In recent months, the Central African Republic has plunged back into a spiral of inter-religious violence, destabilizing the climate of apparent order that President Faustin-Archange Touadera had succeeded in establishing after his election in February 2016.
At least 45 civilians and 11,000 others were displaced in the last three months, following attacks by armed groups against the population in Ouaka province, on the border between Muslim-majority North and Christian-majority South.
Human Rights Watch is denouncing this situation, after in the first days of last April collected direct testimonies of 20 people fled fighting that were in process at Bambari, capital of the Ouaka province, which has experienced many violence in the ‘last year.
Witnesses provided the names and details of the 45 civilians (17 men, 13 women and 15 children) killed by armed groups. However, most likely the total number of victims is higher, because dozens of people no longer have news.
The new wave of violence broke out at the end of 2016 in the country’s central provinces between two factions belonging to the mainly Muslim ex-rebels Seleka.
The first is the Union for Peace in the Central African Republic (Union pour la paix en Centrafrique – UPC), a group consisting mainly of Peul ethnicity and arising from the division of the Popular Front for Redress (Front populaire pour le redressement, FPR), a group of Chadian rebels led by Abdel Kader Baba-Laddé. At the head of the FPR now there is Ali Darassa Mahamant, who after joining Seleka, created the UPC in September 2014.
The other camp of violence is the Popular Front for the Renaissance in the Central African Republic (Front populaire pour la Renaissance de la Centrafrique – FPRC), headed by former Seleka, Michel Djotodia and Noureddine Adam. The FRPC is aligned with the anti-Balaka, the main active armed group in the country, a once adventurous opponent of Seleka and composed predominantly by Christian-animist militias. The name of the group comes from antiballes-AK, referring to the belief that the grigis, the traditional amulets that its fighters wear give immunity to the AK-47 bullets.
According to Lewis Mudge, HRW’s Africa researcher “While factions are fighting power in Bangui, civilians are exposed to mortal attacks caused by cyclical reprisals by armed groups.”
Attacks persist despite the peacekeeping force in the country, the United Nations Multidimensional Integrated Stabilization Mission in the Central African Republic (MINUSCA), has in the past three months deployed about one thousand of its 12,870 officers in the Ouaka province.
The escalation of violence in the area highlights the urgency of operating the Special Criminal Court, a “hybrid” court set up in June 2015, consisting of national and international judges and staff, with the task of prosecuting people suspected of having committed warcrimes during the conflict.

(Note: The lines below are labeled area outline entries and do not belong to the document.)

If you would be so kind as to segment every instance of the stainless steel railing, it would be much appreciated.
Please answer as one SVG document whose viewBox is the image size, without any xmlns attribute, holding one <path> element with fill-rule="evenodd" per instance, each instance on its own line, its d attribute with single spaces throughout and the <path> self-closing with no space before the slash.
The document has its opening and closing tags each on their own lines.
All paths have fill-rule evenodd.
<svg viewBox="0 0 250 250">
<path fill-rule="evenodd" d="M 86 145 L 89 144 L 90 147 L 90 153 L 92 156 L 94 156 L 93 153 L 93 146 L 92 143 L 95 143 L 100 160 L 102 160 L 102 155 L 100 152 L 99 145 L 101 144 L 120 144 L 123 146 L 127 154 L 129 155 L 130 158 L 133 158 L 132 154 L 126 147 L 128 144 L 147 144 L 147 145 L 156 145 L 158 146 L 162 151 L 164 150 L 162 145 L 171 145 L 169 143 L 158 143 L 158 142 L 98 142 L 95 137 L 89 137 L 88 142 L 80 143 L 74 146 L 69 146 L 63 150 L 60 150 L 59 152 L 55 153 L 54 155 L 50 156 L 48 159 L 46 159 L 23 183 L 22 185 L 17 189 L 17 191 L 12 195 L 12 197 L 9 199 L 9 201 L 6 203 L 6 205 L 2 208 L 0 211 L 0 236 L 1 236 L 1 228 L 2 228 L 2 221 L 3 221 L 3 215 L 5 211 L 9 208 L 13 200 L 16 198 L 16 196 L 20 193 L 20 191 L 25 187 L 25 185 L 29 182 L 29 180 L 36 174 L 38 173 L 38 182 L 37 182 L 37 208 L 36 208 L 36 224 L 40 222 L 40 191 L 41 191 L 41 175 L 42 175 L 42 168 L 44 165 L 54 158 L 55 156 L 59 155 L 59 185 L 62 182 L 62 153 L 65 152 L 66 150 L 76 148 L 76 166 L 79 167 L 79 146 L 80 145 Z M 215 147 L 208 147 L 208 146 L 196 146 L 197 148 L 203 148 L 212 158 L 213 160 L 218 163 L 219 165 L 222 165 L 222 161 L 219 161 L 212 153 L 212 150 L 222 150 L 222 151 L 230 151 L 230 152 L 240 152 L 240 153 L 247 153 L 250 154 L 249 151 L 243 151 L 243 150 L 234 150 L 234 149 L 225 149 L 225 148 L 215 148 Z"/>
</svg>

On February 15, the president Touadera appointed Toussaint Muntazini Mukimapa of the Democratic Republic of Congo as special prosecutor of the new court, an important step. However, there are still questions as to the national ownership of the court and the extent to which this tribunal is a priority.
In the Central African Republic, thousands of victims of human rights violations are still awaiting justice, while those responsible for murders, torture and rape continue to walk around in the country. All this entails a disconcerting impunity, which undermines attempts to rebuild the country and establish lasting peace.
The former French colony, one of the poorest countries in the world, despite the uranium, gold and diamond reserves, was plunged into chaos at the end of 2012, when the ex-rebels Selekabegan attacking towns and villages, before removing President Francois Bozizé and take power in March 2013.
The violent response of anti-Balaka militias led the country to a real civil war that the intervention of the French mission Sangaris, which last January with drew the country, the African Union and the MUSIC have only limited.
The Central African Republic, since 1979, the year of removal by the French of the bloody self-proclaimed emperor Jéan-Bedel Bokassa, was the scene of five coups and repeated popular rebellions.
The disastrous management of successive governments has produced serious social instability and the complete dissolution of industrial base. For this reason, the roots of the current crisis, rather than religious differences, should be sought in inadequate macroeconomic programmes.
Policies that, in the background of a decomposing state, have failed to secure decent living conditions for Central Africans, leaving the open road to armed groups that have destabilized the country.